My first brush with major decision-making had arrived when I had to choose a stream for myself out of Science, Commerce, Arts in my high-school. What was a potential turning point in my life came very easy to me. I was very clear early on that I wanted to do arts which also really meant I wanted nothing to do with numbers, chemicals and anxiety-inducing theories. Things were not the same, however, for my peers who also, like me, wanted to pursue arts, but, fortunately for their parents and society, and unfortunately for themselves, scored good marks.
Our school, and I suspect, the education system of those times was infested with only one parameter to allocate students in various streams. You score 75% and above, you’re meant to be in science. Less than that, commerce for you. Arts for those who didn’t really feature in good-looking mark-sheets. Those days, top rankers to have chosen arts was an anomaly. In fact, in my twelve years in the same school, I hardly remember any rank-holders pursuing anything other than science or commerce.
Even my decision to pursue arts raised a lot of eyebrows as many teachers and neighbours could not wrap their heads around the fact that I chose, and my parents allowed me, to pursue arts when my name was enlisted in science. Science was for brained and arts was for hare-brained. This perverse conditioning was so ingrained in our acutely ossified academic institutions that none of us saw the decay within. The same infestation eventually exposed its ugly posterior in the professional set-up as well.
It was a herculean task for an Arts student to climb up the financial ladder or even the social appeasement ladder. Many of us, when we set our foot in the professional field with dreamy eyes and solid confidence, were paid peanuts, despite holding master’s degree, some of us, with distinction. Many of us eventually fell off the ladder to climb another stabler-secure one namely – government services or academics. The pressure to prove ourselves was doubly intense. One, because we already deemed ourselves less of our counterparts by choosing to pursue something that conventionally ‘anyone could do’. Secondly, if we have chosen that, we at least had to get a job that has respect and money. If you’re an engineer or a doctor, you’ve already skipped the first few steps of social appeasement ladder but god forbid you chose a career that doesn’t churn good money, you have a higher, taller and mightier mountain to climb.
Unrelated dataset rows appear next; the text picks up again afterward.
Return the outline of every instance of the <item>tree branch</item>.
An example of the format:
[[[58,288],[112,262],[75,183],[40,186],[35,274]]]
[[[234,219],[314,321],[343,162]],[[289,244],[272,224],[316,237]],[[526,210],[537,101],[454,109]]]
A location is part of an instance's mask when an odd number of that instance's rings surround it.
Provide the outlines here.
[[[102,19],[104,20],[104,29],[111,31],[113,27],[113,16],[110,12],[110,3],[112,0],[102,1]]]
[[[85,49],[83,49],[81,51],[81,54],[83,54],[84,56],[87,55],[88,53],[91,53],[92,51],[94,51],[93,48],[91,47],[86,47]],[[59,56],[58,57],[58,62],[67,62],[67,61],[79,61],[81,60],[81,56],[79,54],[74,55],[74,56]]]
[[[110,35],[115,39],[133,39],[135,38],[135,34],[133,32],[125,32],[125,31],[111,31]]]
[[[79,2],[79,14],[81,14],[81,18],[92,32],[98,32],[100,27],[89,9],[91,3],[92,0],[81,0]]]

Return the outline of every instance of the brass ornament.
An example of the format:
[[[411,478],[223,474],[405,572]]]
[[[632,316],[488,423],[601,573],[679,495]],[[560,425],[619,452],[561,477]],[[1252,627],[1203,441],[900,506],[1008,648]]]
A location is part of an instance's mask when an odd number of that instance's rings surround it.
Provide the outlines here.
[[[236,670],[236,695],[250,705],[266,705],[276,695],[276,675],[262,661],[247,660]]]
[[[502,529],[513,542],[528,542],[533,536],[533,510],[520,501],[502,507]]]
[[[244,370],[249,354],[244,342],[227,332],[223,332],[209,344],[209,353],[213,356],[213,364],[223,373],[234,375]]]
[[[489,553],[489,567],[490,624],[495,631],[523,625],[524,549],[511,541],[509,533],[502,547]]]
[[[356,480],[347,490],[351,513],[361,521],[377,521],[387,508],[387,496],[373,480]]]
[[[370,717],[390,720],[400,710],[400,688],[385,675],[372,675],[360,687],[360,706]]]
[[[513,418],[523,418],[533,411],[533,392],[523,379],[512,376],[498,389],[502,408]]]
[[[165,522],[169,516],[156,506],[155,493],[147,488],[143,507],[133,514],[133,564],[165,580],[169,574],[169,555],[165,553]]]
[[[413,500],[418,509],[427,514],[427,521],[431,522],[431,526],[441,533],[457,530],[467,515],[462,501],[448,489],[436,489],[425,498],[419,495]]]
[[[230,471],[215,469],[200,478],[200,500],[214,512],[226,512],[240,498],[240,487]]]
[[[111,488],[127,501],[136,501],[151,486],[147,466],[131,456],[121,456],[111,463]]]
On the other end of the precipice was however the internet and social media that changed the course for artists and the ones with unconventional careers. It opened a new horizon for copywriters, designers, painters, poets, dancers, etc. to shine and get their share of spotlight they deserved all this while. Poems and quotes about not underestimating the power of arts went viral on social media and WhatsApp. The stumbling blocks became stepping stones when perspectives changed and society was exposed to new career demands and segments that didn’t really need a degree in science or commerce to have a bright future.
Even the most run-of-the-mill company needed someone to make them look good in the new and emerging virtual world and only a coterie of artists, writers and creative minds could make it possible for them. The talents, skills and hard work that was an oversight in the professional set-up were now what people turned to for business. Art is slowly and steadily being seen as a viable career contrary to its previous status of being a hobby or an extra skill set to flaunt in the living room in front of next-door neighbours. The subjects that were an embarrassing casualty of patronisation are now looked with sincerity and sometimes, dare I say so, with envy.
Social media recalibrated fresh conversations around careers like poets, doodle artists, writers, and illustrators and rendered much-deserved dignity to the labour of arts. However while the grip to choose one’s own path has relatively loosened, our education system still needs a lot of refurbishing to do. Looking at students within boxes of science, commerce and arts is highly myopic and to think that Arts students don’t have a bright (read heavy-pocketed) future, at worse, is archaic. Social media has done its part. It’s time to continue the conversations in the real world.